A l’intérieur des entreprises, quelles fonctions doivent anticiper le Brexit ?

EH : Le besoin d’anticipation dépend de la nature des liens avec le Royaume-Uni. Le Brexit en fait peut toucher de nombreuses fonctions y compris la R&D, les Ventes, la Supply Chain, les Achats, la Finance, les RH, les trésoriers d’entreprises.

 

Quels sont les impacts majeurs pour un trésorier d’entreprise ?

SG : Dans le domaine juridique, la question de la continuité ou du transfert des contrats n’est pas évidente, d’autant qu’elle dépend beaucoup de la structuration du transfert et qu’il faut tenir compte du droit anglais et de celui du/des pays d’accueil.
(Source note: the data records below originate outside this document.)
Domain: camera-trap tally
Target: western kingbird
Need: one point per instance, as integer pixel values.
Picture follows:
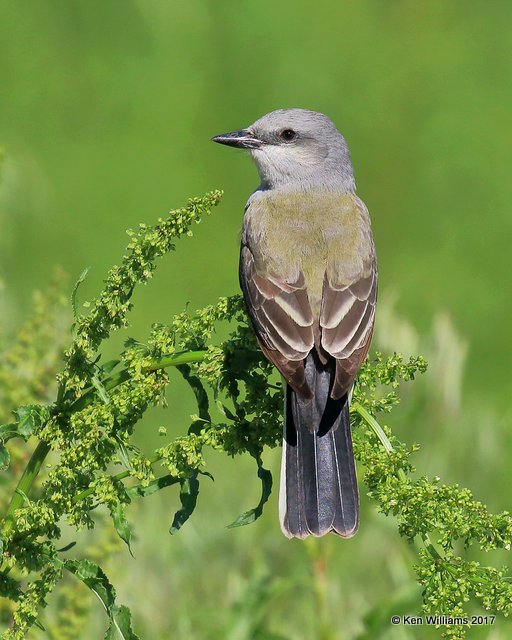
(308, 273)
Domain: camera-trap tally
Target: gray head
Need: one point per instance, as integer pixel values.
(296, 148)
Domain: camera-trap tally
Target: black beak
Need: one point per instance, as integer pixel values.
(243, 139)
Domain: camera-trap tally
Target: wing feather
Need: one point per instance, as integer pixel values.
(282, 318)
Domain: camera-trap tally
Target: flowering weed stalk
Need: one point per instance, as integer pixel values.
(89, 429)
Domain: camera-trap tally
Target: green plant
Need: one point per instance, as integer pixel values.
(88, 432)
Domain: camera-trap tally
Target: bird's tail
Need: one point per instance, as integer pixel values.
(318, 492)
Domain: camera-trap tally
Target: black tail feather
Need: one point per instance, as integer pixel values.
(318, 479)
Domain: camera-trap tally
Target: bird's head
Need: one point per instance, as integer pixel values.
(296, 148)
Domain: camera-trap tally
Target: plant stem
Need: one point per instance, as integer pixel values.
(26, 481)
(381, 435)
(118, 378)
(41, 451)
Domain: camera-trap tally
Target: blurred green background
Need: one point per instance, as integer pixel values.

Dans nos échanges avec des entreprises françaises, la majorité des questions concerne aujourd’hui les mécanismes de transfert des opérations existantes auprès de nouvelles contreparties financières. Comment structurer un transfert d’actifs ou de titres à un hub européen et à ses succursales ou à une filiale européenne, comment transférer les contrats, comment transférer les salariés, quelles conséquences fiscales sont attachées aux différents mécanismes de transfert, etc ?
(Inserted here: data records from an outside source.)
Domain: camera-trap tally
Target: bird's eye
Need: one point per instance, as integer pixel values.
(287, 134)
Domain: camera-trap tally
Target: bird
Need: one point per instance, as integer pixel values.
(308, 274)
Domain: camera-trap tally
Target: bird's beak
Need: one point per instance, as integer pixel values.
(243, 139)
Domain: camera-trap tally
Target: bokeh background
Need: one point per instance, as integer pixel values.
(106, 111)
NGG : Les conséquences de nouvelles barrières tarifaires et non-tarifaires ainsi que des besoins supplémentaires en matière de fonds de roulement feront partie des sujets abordés pendant la formation. Nous étudierons également l’impact sur les prêts inter-société, le financement de créance, les notes de crédit de fournisseurs et l’impact sur les marges. Dans ce contexte, avoir une bonne stratégie de couverture des risques sera un véritable atout.

 

Avant de terminer cet entretien, pouvez-vous nous dire quels objectifs vous êtes-vous assignés pour cette formation ?
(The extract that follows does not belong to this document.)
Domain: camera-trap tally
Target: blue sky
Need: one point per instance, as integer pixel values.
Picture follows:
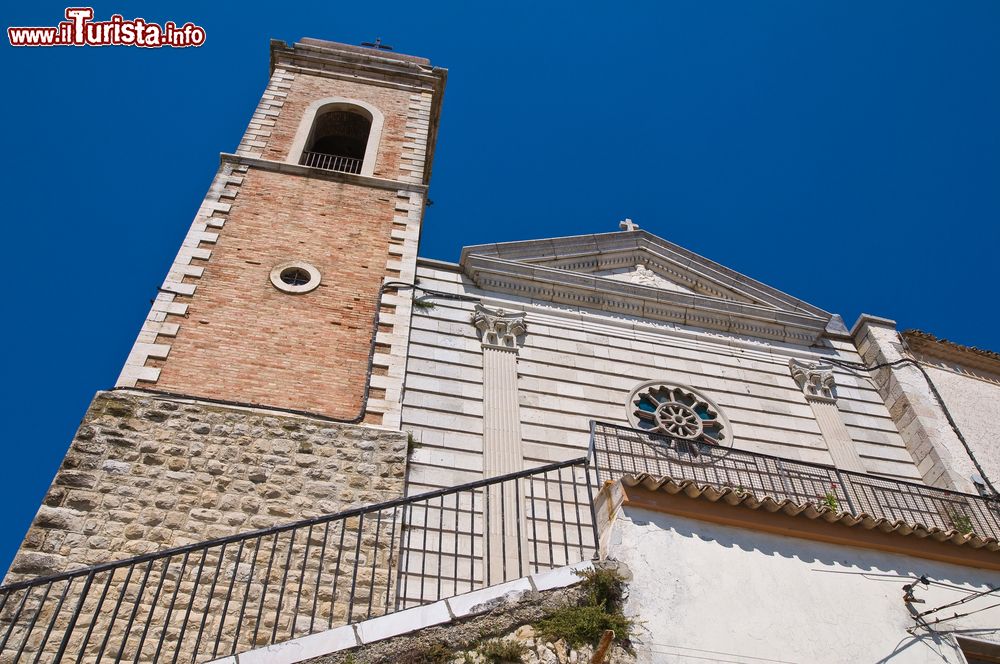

SG : l’objet de la formation sera de travailler sur les différents aspects d’un plan Brexit, financiers, opérationnels et bien sûr juridiques et fiscaux. Nous allons donc parler des sujets concrets rencontrés dans notre pratique, comme ceux évoqués ci-dessus. Cependant, nous serons ravis d’adapter notre formation au plus près des attentes des participants. Nous les invitons donc à transmettre leurs questions à l’AFTE en amont pour que nous puissions orienter notre intervention.